Further information was also published in a news story on the Community News website.

5 October 2018

Refusal of Working With Children Check: WAE v Director-General, Department of Justice and Attorney-General

This case was heard by the Queensland Civil and Administrative Tribunal and involved an application by WAE, a former child care worker, to have her Blue Card reinstated so that she can continue her previous employment. WAE was previously a drug user and also lost her children for a time. The Tribunal did not believe that it was in the best interests of children for the Blue Card to be reinstated:
I am satisfied that WAE has not demonstrated a sufficient understanding of the risks associated with someone under the influence of drugs caring for children. I do not have any expert evidence from a counsellor or psychologist as to WAE’s current mental state, or her progress along the rehabilitation process. While WAE does not wish to return to drug use, she has yet to demonstrate a capacity to remain abstinent over the long term.
A Blue Card is issued unconditionally and would allow WAE to work unsupervised with children across a range of circumstances.

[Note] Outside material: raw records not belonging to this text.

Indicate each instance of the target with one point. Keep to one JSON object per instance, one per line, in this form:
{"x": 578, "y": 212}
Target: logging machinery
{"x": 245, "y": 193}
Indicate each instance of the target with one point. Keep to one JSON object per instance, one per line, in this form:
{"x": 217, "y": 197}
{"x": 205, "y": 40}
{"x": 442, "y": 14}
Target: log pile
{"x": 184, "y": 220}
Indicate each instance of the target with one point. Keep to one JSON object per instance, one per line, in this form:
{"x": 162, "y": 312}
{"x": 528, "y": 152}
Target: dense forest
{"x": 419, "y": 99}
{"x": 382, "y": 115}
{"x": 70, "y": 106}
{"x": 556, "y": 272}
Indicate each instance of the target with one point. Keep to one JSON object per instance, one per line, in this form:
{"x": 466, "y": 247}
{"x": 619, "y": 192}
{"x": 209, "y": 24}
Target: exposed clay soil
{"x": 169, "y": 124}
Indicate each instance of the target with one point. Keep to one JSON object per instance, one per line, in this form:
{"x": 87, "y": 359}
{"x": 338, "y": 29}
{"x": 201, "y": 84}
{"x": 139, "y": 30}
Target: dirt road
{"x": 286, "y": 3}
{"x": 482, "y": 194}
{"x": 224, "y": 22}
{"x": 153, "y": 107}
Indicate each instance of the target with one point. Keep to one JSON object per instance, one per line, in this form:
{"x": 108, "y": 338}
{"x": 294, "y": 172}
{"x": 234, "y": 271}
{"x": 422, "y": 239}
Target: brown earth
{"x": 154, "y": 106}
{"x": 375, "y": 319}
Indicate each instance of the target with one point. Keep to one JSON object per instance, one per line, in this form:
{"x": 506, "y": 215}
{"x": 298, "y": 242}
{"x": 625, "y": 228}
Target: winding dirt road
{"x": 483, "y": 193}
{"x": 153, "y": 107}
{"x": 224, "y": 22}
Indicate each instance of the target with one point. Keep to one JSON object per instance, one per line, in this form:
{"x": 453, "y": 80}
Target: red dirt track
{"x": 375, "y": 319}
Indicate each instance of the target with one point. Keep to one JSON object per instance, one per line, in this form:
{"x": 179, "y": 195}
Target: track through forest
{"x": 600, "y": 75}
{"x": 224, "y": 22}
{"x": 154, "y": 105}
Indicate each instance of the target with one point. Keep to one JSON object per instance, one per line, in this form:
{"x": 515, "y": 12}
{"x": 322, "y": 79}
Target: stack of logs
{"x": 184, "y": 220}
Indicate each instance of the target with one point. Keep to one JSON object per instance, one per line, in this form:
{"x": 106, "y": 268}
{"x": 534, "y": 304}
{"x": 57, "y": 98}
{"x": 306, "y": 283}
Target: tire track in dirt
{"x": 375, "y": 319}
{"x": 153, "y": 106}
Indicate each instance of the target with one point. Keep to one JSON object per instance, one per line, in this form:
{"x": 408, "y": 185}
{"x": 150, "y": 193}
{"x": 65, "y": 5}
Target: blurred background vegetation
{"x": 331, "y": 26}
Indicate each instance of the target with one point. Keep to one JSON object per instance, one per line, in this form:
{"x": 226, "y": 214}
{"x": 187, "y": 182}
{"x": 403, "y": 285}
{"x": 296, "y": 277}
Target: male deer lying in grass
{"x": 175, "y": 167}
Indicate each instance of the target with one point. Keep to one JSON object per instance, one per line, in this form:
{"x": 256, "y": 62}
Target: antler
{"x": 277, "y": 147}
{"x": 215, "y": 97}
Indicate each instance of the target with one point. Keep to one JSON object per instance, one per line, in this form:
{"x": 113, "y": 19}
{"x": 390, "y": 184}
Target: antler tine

In this case there are sufficient risks established on the evidence to satisfy the Tribunal that this is an exceptional case in which it would not be in the best interests of children for WAE to receive a positive notice. The decision under review is confirmed. (paras. 33-4)

2 October 2018

Changes to West Australian Education and Care Services National Law

On 1 October 2018 changes to the Education and Care Services National Law (WA) Act 2012 and Education and Care Services National Regulations 2012 were made which largely aligns with changes made by other jurisdictions in 2017. The amending Act can be found here and the consolidated Act here. The amending regulations can be accessed here, and the consolidated regulations here.

To coincide with the changes ACECQA have updated their Guide to the National Quality Framework, including highlighting some of the WA specific differences. See their website for details.

I will be publishing an updated edition of my book, Australian Childcare  Regulation, as an electronic edition only in early 2019 to incorporate these and other changes made since the publication of the hard copy edition.